Wednesday, June 1, 2011/lk
I remember as a youngster playing the game "Operator." Some called it other names, but that is the name of the game I remember.
The goal of the game was to teach youngsters that a person can say something and by the time the word is spread to others, something entirely different is understood.
It was a lesson about gossip.
Unfortunately, this world is filled with gossip. A person can share information with another and by the time it reaches the ears of an entirely different party, the information is so misconstrued that real relationships can be damaged.
With this knowledge in hand, I try to carefully choose my words. If someone shares information with me that may be offensive, I try to go to the source to find out if I am wrong in being offended.
Most times, I shrug off what might be gossip. It is in discerning the matter that I must carefully think about the information presented to me and weigh its importance in my life.
If it doesn't directly impact me, it isn't my business. If it does directly impact me, I must go directly to the supposed source.
Recently, a family I know was negatively impacted because of misconstrued information.
The source, I'll call her Sue, was asked how her family members were doing. Sue said there were some concerns. Her brother and sister-in-law were barely able to see one another because their work schedules conflicted.
Sue told the "inquiring mind" her brother was considering leaving his job if he wasn't able to change his schedule. He wanted to see his wife more often.

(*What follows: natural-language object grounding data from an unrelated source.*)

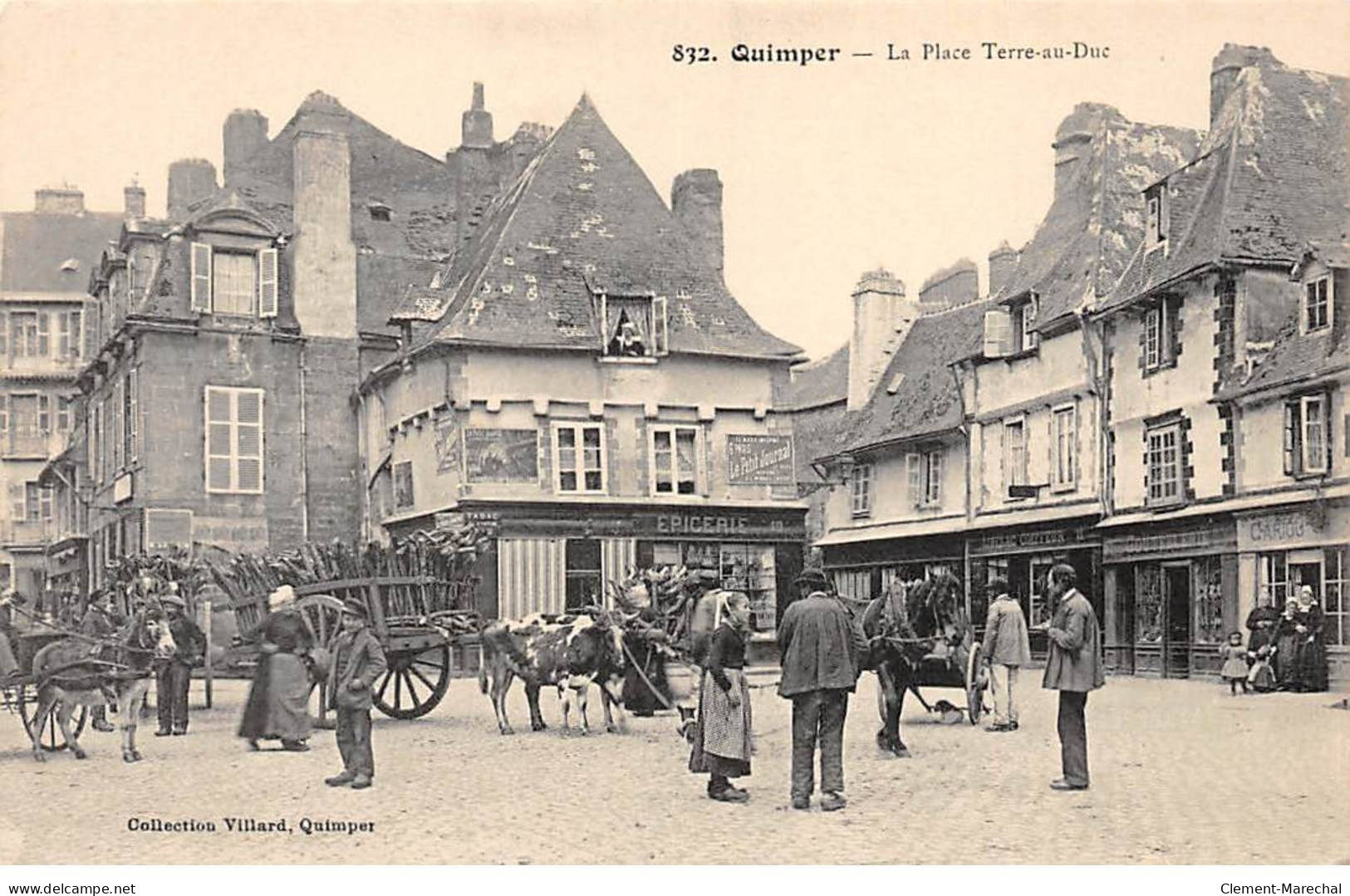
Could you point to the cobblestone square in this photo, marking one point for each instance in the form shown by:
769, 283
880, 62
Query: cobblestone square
1176, 766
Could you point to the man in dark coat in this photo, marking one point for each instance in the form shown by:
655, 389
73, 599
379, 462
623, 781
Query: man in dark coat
174, 675
821, 656
356, 664
101, 622
1073, 668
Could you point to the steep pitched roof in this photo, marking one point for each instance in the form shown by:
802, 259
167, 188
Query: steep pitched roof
820, 382
1272, 174
924, 401
585, 219
1097, 219
37, 246
416, 188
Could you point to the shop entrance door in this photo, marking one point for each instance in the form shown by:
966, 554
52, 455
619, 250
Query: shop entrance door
1176, 644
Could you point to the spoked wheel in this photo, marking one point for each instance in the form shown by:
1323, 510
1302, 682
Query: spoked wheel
415, 683
52, 737
974, 690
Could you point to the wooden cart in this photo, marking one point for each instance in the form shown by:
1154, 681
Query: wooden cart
417, 619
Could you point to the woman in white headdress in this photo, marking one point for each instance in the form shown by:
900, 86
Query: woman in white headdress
278, 701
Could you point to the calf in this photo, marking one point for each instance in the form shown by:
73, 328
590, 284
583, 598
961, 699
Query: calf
566, 652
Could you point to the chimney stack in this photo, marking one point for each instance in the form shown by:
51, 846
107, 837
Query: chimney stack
189, 181
1227, 64
881, 316
1002, 265
324, 255
475, 127
243, 134
134, 200
697, 203
58, 200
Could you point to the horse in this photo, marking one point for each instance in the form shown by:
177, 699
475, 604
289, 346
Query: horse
80, 671
906, 626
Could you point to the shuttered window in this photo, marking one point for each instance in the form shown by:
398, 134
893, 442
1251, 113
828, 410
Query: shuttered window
233, 440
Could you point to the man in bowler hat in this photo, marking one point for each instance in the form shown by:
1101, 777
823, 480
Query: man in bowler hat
356, 664
822, 654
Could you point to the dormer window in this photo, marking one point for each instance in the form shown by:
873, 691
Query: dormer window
1317, 306
1156, 207
635, 327
239, 284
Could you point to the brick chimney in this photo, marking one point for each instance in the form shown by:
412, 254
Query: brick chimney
134, 200
1227, 64
243, 134
881, 315
189, 181
324, 257
1002, 266
58, 200
697, 201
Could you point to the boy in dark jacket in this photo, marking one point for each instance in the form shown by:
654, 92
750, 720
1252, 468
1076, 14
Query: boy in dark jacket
358, 663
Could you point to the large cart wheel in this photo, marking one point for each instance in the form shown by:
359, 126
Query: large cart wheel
50, 738
414, 683
974, 690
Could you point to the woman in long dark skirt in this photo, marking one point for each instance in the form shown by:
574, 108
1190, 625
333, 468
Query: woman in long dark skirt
278, 701
723, 747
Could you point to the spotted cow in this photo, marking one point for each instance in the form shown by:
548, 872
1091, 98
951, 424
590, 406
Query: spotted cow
568, 652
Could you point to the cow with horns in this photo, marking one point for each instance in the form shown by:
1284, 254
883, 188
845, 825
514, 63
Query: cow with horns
568, 652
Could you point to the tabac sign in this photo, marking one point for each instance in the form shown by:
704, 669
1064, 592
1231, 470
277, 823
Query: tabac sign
759, 460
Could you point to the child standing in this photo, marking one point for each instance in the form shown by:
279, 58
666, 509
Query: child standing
1235, 663
358, 662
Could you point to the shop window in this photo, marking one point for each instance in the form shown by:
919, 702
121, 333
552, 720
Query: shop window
674, 460
1148, 604
1164, 464
860, 490
1207, 590
1307, 435
579, 458
1065, 427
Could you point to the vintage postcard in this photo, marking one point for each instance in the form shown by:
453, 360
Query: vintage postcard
716, 433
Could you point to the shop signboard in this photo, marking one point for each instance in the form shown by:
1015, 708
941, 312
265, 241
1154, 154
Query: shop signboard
764, 460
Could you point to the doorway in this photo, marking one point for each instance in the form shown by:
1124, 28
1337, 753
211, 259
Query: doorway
1176, 643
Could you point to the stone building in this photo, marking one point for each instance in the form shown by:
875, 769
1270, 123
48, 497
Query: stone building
45, 262
1214, 354
578, 378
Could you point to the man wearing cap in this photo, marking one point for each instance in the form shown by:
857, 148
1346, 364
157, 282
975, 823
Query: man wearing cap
174, 675
821, 652
356, 664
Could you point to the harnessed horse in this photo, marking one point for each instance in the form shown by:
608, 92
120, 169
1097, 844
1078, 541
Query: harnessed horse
906, 626
81, 671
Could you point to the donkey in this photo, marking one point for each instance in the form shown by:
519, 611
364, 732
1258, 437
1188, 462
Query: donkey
77, 673
907, 626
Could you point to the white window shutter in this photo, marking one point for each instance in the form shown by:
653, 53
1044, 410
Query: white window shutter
998, 332
660, 326
268, 282
200, 277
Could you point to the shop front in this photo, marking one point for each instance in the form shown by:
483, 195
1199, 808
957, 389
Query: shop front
1171, 594
866, 570
554, 557
1284, 548
1024, 557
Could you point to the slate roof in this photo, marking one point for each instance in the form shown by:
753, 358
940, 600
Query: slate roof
36, 244
820, 382
926, 403
1095, 222
583, 219
1272, 176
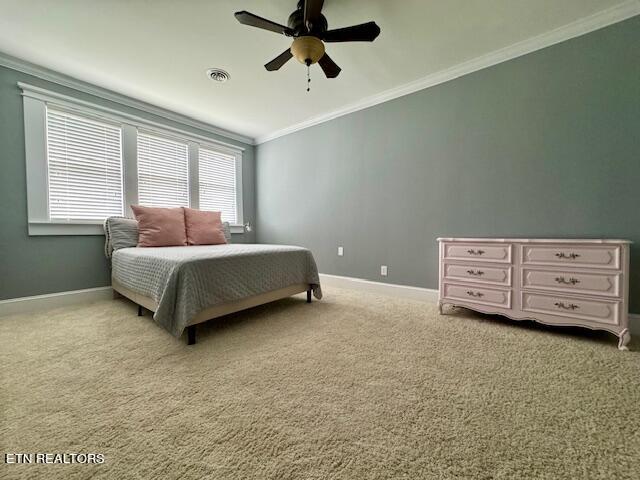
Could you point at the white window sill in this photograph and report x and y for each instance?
(83, 228)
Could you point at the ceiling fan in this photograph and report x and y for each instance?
(309, 28)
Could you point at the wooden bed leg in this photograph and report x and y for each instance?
(191, 335)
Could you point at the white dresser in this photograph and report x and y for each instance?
(554, 281)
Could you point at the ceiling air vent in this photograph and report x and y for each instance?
(218, 75)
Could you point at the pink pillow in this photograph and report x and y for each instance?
(203, 228)
(160, 227)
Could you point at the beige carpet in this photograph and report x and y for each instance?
(355, 386)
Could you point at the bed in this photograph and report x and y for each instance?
(187, 285)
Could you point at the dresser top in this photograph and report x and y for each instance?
(537, 240)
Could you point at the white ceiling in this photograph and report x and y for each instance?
(158, 50)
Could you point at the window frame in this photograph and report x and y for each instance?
(195, 181)
(35, 101)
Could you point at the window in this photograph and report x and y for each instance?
(217, 183)
(84, 159)
(163, 172)
(85, 162)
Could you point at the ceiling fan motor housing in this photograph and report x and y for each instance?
(307, 49)
(296, 23)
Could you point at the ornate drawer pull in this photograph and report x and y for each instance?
(475, 294)
(571, 255)
(477, 273)
(562, 305)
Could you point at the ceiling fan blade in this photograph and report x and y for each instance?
(329, 67)
(252, 20)
(312, 10)
(365, 32)
(280, 60)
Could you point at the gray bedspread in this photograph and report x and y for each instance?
(185, 280)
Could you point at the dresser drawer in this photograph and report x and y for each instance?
(479, 295)
(600, 311)
(599, 256)
(467, 272)
(607, 284)
(478, 252)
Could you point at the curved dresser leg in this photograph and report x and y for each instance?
(625, 338)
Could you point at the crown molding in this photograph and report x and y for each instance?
(571, 30)
(70, 82)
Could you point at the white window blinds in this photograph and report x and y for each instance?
(84, 167)
(217, 189)
(163, 172)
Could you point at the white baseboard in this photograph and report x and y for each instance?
(391, 289)
(53, 300)
(415, 293)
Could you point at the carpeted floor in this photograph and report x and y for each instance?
(354, 386)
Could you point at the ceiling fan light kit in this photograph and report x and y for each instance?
(309, 28)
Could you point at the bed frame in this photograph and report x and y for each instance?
(213, 312)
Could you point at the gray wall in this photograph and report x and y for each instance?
(38, 265)
(544, 145)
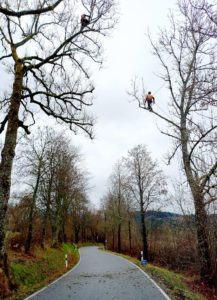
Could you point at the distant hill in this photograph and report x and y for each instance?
(158, 218)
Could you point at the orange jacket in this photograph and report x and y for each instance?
(149, 97)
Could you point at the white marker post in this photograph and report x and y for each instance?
(66, 261)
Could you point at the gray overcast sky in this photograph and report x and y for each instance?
(121, 125)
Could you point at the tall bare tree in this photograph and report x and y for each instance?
(145, 182)
(48, 55)
(187, 53)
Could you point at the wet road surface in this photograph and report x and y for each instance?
(102, 276)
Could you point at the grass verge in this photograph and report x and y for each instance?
(175, 285)
(31, 273)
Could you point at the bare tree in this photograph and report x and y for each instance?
(145, 182)
(187, 53)
(48, 55)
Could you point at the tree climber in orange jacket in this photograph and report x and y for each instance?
(85, 20)
(149, 99)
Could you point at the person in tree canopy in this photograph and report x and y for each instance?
(149, 99)
(85, 20)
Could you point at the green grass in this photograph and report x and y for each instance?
(175, 285)
(33, 273)
(87, 244)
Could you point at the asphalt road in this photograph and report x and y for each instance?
(102, 276)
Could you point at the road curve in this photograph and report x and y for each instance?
(102, 276)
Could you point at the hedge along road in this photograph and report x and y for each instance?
(102, 276)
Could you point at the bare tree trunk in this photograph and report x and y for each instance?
(200, 213)
(144, 235)
(119, 237)
(113, 239)
(7, 156)
(31, 213)
(130, 236)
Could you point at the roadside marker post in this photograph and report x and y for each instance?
(66, 261)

The information was passed along, and the couple was informed Sue was saying they wanted a divorce.
The couple and the remaining family members were angry with Sue and failed to ask her what she actually said.
Fortunately, most families don't take gossip at face value. Most families realize information can be twisted and consider the true heart of the original source.
However, there can be severe consequences in any relationship when we choose to believe third party entities.
So, when you hear a bit of information, and it hasn't come "from the horse's mouth," consider the source and talk to them personally about the matter before jumping to conclusions. Don't let gossip derail your relationships.